From VOA Learning English, this is Science In The News in Special English. I’m Avi Arditti.
And I’m Faith Lapidus. Today, we report on caffeine and two popular drinks: tea and coffee. We tell about a study that found black tea is better for your health than coffee. We also tell about a separate finding that coffee drinkers may have a lower risk of oral cancer than other people. And we examine how climate change may affect one of the most popular kinds of coffee.
For years, caffeine has been the “drug” of choice in many cultures. Caffeine has been considered socially acceptable because it is found in drinks like tea or coffee. People who consume a lot of caffeine-based drinks may think they are addicted -- depending heavily on the substance. But if they stop using such drinks, they will experience only mild symptoms of withdrawal for a few days.
The real addiction may be emotional. Many people claim they cannot start their day unless they get their “fix,” which is, in many cases, a cup or two of coffee. Some people drink coffee throughout the day. Even young people who may not touch tea or coffee are still putting caffeine into their bodies when they have energy drinks, which have high amounts of caffeine.
Caffeine is a bitter substance found in coffee, tea, soft drinks, chocolate, kola nuts, and some medicines. It has many effects on the body, including helping to activate the central nervous system. This can make you more awake and give you increased energy.

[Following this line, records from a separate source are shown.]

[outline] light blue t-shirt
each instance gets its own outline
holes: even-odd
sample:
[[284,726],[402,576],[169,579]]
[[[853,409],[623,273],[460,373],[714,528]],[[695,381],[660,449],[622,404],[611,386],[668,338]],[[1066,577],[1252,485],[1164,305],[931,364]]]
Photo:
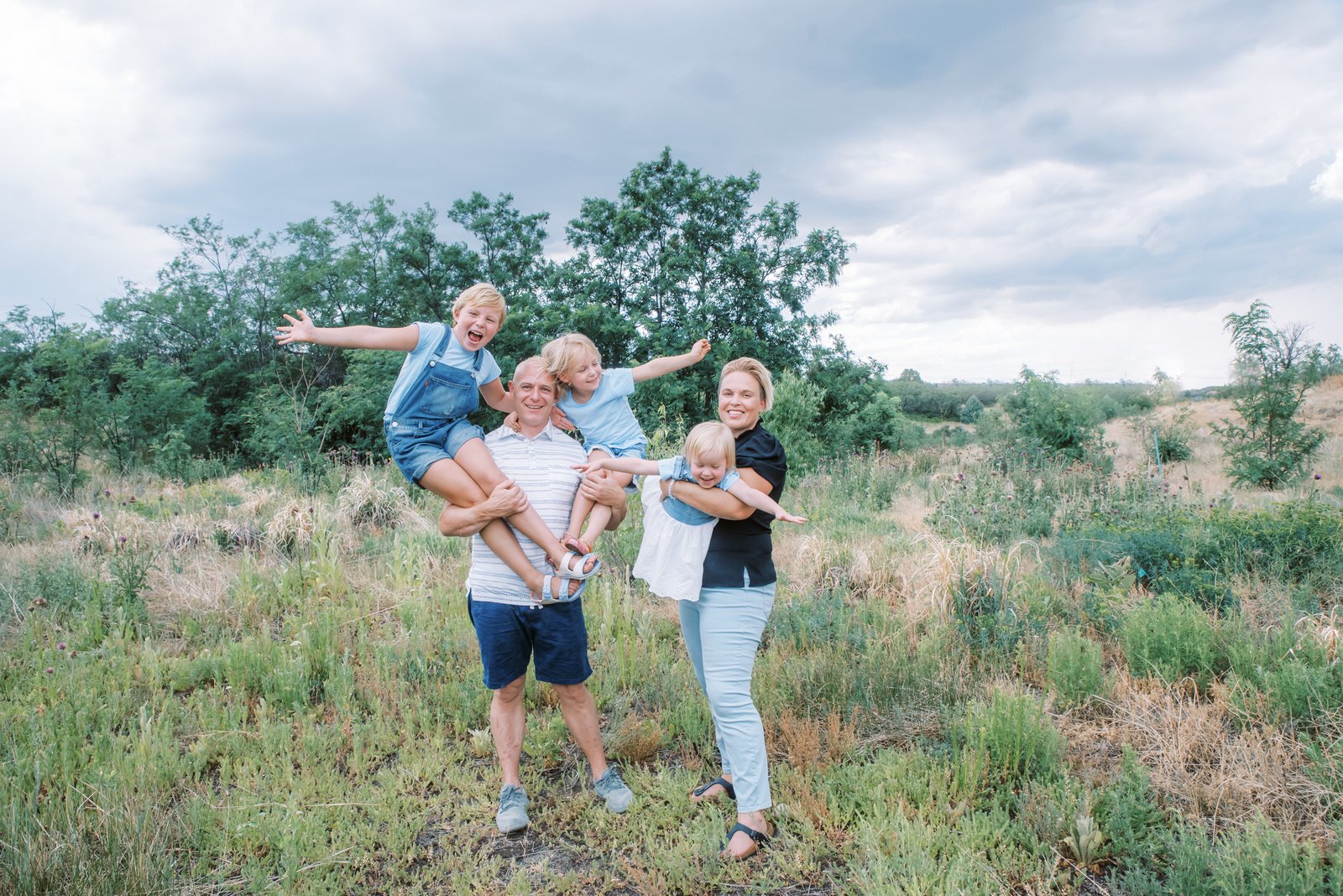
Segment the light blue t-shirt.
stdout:
[[[694,475],[690,473],[690,461],[682,455],[659,460],[658,479],[676,479],[684,483],[693,483]],[[723,480],[714,486],[714,488],[728,491],[739,479],[741,479],[741,473],[736,469],[729,469],[723,473]],[[698,486],[698,483],[696,484]],[[662,502],[662,510],[667,512],[667,516],[678,523],[685,523],[686,526],[704,526],[705,523],[717,519],[717,516],[706,514],[698,507],[690,507],[690,504],[672,496],[667,496],[666,500]]]
[[603,370],[592,397],[579,404],[573,393],[560,398],[560,410],[583,432],[583,448],[606,448],[612,456],[649,444],[634,417],[627,394],[634,392],[634,370],[618,368]]
[[[402,400],[410,392],[411,384],[419,380],[428,362],[434,359],[434,351],[438,349],[438,343],[443,341],[445,333],[449,334],[447,347],[443,350],[442,357],[438,358],[438,362],[457,368],[458,370],[466,370],[467,373],[475,370],[475,353],[463,349],[457,337],[449,331],[447,325],[420,322],[416,326],[420,329],[420,339],[415,345],[415,350],[407,353],[406,361],[402,362],[402,372],[396,374],[392,394],[387,396],[387,409],[383,410],[384,421],[392,420],[396,412],[400,410],[399,405]],[[485,353],[485,357],[481,358],[481,369],[475,373],[477,388],[500,378],[500,365],[494,361],[494,355],[489,353],[489,349],[481,349],[481,351]]]

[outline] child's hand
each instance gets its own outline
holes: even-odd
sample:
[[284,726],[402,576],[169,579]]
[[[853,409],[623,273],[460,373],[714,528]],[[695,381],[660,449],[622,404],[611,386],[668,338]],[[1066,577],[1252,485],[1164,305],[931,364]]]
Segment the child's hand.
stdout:
[[595,473],[599,469],[606,469],[606,461],[607,460],[610,460],[610,459],[608,457],[596,457],[594,460],[587,461],[586,464],[573,464],[573,469],[576,469],[580,473],[583,473],[584,476],[587,476],[588,473]]
[[279,345],[289,345],[290,342],[316,342],[317,339],[317,325],[313,319],[308,317],[308,311],[298,309],[298,319],[285,315],[289,321],[289,326],[278,326],[275,330],[275,342]]
[[560,405],[552,405],[551,406],[551,425],[555,427],[555,428],[557,428],[557,429],[563,429],[565,432],[576,432],[577,431],[577,427],[575,427],[572,423],[569,423],[569,418],[567,416],[564,416],[563,410],[560,410]]

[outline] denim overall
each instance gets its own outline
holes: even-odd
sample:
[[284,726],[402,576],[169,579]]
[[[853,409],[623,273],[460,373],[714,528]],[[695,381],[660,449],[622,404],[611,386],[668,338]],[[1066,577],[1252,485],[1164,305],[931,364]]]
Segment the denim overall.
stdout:
[[423,373],[402,398],[396,414],[383,424],[392,460],[416,484],[430,464],[453,457],[467,441],[485,435],[466,420],[466,414],[481,405],[475,374],[485,361],[485,351],[475,351],[471,370],[443,363],[443,351],[451,338],[451,330],[443,334]]

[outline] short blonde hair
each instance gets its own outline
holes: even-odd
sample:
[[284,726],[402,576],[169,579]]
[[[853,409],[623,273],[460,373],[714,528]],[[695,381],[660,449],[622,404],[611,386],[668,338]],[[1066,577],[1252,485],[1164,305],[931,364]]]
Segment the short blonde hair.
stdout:
[[719,374],[719,390],[723,389],[723,380],[729,373],[749,373],[755,377],[756,382],[760,384],[760,409],[768,410],[774,406],[774,378],[770,376],[770,369],[767,366],[755,358],[737,358],[735,361],[728,361],[723,365],[723,373]]
[[569,381],[565,374],[572,373],[590,353],[598,363],[602,363],[602,353],[596,350],[592,339],[582,333],[565,333],[541,347],[541,359],[545,362],[547,373],[555,377],[556,382],[568,386]]
[[732,431],[728,429],[727,424],[710,420],[690,431],[690,435],[685,437],[681,453],[690,463],[723,457],[728,469],[735,469],[737,465],[737,440],[732,437]]
[[498,311],[500,326],[504,326],[504,321],[508,318],[508,304],[505,304],[504,296],[492,284],[477,283],[462,290],[462,294],[457,296],[457,302],[453,302],[453,318],[455,319],[462,309],[477,307]]

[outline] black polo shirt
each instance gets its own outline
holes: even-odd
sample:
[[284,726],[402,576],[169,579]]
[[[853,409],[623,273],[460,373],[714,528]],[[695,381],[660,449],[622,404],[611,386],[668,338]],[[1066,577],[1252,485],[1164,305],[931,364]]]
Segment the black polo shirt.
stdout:
[[[770,483],[770,498],[782,500],[788,478],[783,445],[760,424],[736,439],[737,469],[755,471]],[[745,519],[720,519],[704,558],[704,587],[744,587],[775,581],[774,542],[770,524],[774,514],[757,510]]]

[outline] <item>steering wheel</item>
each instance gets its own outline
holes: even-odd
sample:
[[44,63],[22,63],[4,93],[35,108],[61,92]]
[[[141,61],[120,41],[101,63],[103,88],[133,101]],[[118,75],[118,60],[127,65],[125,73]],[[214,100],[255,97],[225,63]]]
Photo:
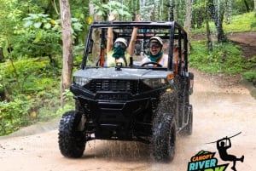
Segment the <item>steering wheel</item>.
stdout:
[[162,65],[157,63],[157,62],[153,62],[153,61],[150,61],[150,62],[145,62],[144,64],[143,64],[141,66],[147,66],[148,64],[153,64],[154,66],[156,65],[156,67],[163,67]]

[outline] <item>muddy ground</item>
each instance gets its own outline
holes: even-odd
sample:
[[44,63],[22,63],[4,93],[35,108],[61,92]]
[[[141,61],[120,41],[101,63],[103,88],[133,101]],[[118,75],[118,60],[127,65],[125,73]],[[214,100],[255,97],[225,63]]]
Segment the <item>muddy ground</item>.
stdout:
[[245,157],[243,162],[237,162],[237,171],[255,171],[256,100],[241,83],[241,76],[192,71],[194,131],[191,136],[177,137],[171,163],[153,162],[148,145],[102,140],[89,142],[79,159],[66,158],[58,148],[57,120],[1,137],[1,171],[186,171],[190,157],[201,150],[216,152],[218,164],[230,163],[226,169],[230,171],[231,163],[219,158],[215,144],[207,143],[239,132],[228,151]]

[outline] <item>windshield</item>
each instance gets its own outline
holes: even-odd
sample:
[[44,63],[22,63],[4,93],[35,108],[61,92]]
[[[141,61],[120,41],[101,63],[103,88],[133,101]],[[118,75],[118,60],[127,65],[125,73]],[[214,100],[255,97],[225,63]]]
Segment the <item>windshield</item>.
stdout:
[[172,68],[177,62],[172,58],[175,48],[179,48],[177,53],[183,48],[182,37],[173,36],[177,32],[171,26],[92,27],[84,59],[86,67]]

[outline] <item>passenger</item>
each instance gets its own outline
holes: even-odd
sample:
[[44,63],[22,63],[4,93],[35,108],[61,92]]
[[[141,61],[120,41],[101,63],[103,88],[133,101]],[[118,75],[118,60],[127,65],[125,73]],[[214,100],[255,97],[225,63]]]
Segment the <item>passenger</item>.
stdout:
[[[111,22],[115,20],[115,16],[113,14],[110,14],[108,20]],[[139,20],[140,17],[137,15],[136,21]],[[116,66],[117,62],[121,62],[126,66],[128,66],[129,58],[134,54],[137,30],[137,27],[133,28],[129,46],[127,46],[127,40],[123,37],[118,37],[114,43],[113,43],[113,28],[109,27],[108,29],[107,65],[108,66]]]
[[[167,67],[168,65],[168,55],[164,54],[163,41],[160,37],[152,37],[149,39],[149,54],[148,57],[143,59],[141,65],[143,66],[148,62],[156,62],[162,67]],[[154,65],[157,66],[156,65]]]

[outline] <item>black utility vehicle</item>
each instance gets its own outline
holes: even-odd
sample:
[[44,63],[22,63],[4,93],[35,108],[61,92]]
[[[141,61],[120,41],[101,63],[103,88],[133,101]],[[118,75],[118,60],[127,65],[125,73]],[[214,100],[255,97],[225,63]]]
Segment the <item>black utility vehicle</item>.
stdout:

America’s National Institutes of Health says drinking two to four cups of coffee a day is not harmful for most people. But it warns that too much caffeine can make you restless, irritable and worried. It may also cause headaches, abnormal heartbeats and other problems. The NIH says women who are pregnant or breast-feeding should limit their consumption of caffeine. And it says caffeine may affect how the body reacts to some drugs and vitamins. It suggests talking with a doctor if you have questions.
Drink Black Tea If You Are Worried About Diabetes
Would you like a drink of coffee or tea? A mathematical study showed that tea -- especially black tea -- might be the best choice. The study showed that few people have Type 2 diabetes in countries where people drink a lot of tea. Diabetes is a life-threatening condition that reduces the ability of the body to turn glucose -- or sugar -- into energy. It is a growing problem around the world. The number of people with diabetes is expected to rise sharply, to 438 million, over the next 20 years.
A team of researchers studied the amount of black tea sold in 50 countries. It compared the sales records with information from the World Health Organization about diseases in those nations. People in Ireland were the top tea-drinkers. On average, each person there drank more than two kilograms of black tea a year. People in China, Morocco and Mexico drank the least tea.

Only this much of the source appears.